= Fresh Faces =

Modeling contest

Fresh Faces is an annual international modeling contest launched in 2010 by ModelManagement.com, an online social networking website for models, photographers, modeling agencies and other fashion industry professionals. The contest showcases young fashion model entrants from over 50 countries in order to discover new talent for the fashion industry. Each year, thousands of contestants, typically between the ages of 15 and 25, compete in local contests for a chance to represent their country in the world final. Finalists are selected according to voting by the general public through social media and ModelManagement.com with the winners selected by a jury of fashion professionals.

The male and female winners of the final event, held in Barcelona, Spain, receive a modeling contract with an international modeling agency.
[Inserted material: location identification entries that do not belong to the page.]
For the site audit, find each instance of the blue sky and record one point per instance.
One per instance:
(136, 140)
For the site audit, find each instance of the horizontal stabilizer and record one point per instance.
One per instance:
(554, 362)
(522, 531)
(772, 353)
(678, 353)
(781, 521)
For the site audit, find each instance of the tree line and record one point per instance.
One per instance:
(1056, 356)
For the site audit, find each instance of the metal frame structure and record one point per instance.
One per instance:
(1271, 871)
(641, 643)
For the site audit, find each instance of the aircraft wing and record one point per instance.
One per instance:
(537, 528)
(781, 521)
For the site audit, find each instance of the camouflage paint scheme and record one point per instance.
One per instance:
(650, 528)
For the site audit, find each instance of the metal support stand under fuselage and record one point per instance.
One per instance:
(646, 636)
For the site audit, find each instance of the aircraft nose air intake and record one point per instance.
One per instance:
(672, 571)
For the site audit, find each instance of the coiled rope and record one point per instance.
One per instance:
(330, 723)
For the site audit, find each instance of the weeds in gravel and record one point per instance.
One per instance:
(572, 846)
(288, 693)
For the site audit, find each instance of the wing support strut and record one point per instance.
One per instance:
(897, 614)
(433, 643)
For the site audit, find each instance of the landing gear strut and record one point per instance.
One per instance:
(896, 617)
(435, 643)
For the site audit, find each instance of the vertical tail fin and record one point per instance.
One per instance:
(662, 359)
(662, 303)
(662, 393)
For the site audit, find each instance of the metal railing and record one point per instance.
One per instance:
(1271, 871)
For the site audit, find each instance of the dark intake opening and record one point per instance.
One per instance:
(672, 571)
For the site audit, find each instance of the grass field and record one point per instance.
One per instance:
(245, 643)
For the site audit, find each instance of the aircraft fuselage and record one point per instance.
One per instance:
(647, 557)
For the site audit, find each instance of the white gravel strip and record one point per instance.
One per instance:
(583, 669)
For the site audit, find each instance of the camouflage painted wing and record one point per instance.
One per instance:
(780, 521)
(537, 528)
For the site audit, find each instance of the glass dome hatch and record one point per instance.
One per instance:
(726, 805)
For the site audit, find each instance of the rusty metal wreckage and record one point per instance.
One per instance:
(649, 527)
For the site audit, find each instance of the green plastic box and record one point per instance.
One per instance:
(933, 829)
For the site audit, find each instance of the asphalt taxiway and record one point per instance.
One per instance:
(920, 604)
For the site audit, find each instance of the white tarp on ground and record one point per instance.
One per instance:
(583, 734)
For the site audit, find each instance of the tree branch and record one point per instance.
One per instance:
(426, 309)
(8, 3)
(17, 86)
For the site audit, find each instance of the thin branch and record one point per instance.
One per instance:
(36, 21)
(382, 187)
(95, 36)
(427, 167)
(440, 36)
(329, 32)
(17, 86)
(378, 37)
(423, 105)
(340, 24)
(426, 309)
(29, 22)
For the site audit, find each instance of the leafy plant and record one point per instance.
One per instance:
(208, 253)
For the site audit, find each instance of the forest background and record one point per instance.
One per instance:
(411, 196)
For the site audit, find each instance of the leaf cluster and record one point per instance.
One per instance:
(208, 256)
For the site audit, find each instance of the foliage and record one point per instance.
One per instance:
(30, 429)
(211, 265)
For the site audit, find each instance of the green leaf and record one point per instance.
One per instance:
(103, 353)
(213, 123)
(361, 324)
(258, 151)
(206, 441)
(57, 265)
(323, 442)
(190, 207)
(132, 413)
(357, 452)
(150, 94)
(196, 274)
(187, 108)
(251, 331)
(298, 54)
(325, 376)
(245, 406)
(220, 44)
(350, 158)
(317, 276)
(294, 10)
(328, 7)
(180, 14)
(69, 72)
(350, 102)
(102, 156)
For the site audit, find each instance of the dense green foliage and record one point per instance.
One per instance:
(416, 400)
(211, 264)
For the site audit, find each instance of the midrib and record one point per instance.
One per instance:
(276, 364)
The contest is sponsored by FashionTV, model agencies, and fashion and beauty brands that have included Revlon, Calvin Klein, Levi Strauss, Diesel and Lacoste.

==Female titleholders==

| Year | Name | Country | Modeling Agencies | Link |
|---|---|---|---|---|
| 2010 | Sara San Martín | Spain | Traffic, IMG, Group |  |
| 2011 | Sita Abellán del Rey | Spain | Traffic, Wilhelmina, Monster Management |  |
| 2012 | Magdalena Mikolajuk | Poland | Traffic |  |
| 2013 | Fan Wang | China | ESEE |  |

==Male titleholders==

| Year | Name | Country | Modeling Agencies | Link |
|---|---|---|---|---|
| 2010 | Daniel Pérez García | Spain | Traffic |  |
| 2011 | Valentin Cardon | France | Independent Men, Nathalie |  |
| 2012 | José Manuel Fernández | Spain | Traffic |  |
| 2013 | Bogdan Ionut | Romania | MRA |  |

==Notable participants==
Notable participants that did not win the contest were 2010 participant Janina Leontschuk who walked in a show by Diane von Fürstenberg, 2011 finalist Jessica Aidi who was photographed by Karl Lagerfeld for the cover of Elle, and 2013 semifinalist Elisabeth Winters who appeared in an editorial in Horse Magazine.

Notable figures from the fashion world that have participated in the contest juries are Swiss photographer Yvan Rodic also known as FaceHunter, German model agent Thomas Zeumer, Italian model Antonia Dell'Atte model agent Peyman Amin and former judge of Germany's Next Topmodel, Spanish celebrity Erik Putzbach French choreographer Marie-Ange Schmitt-Lebreton and former training director for Supermodelo, and Andreas von Estorff the German founder of Model Management.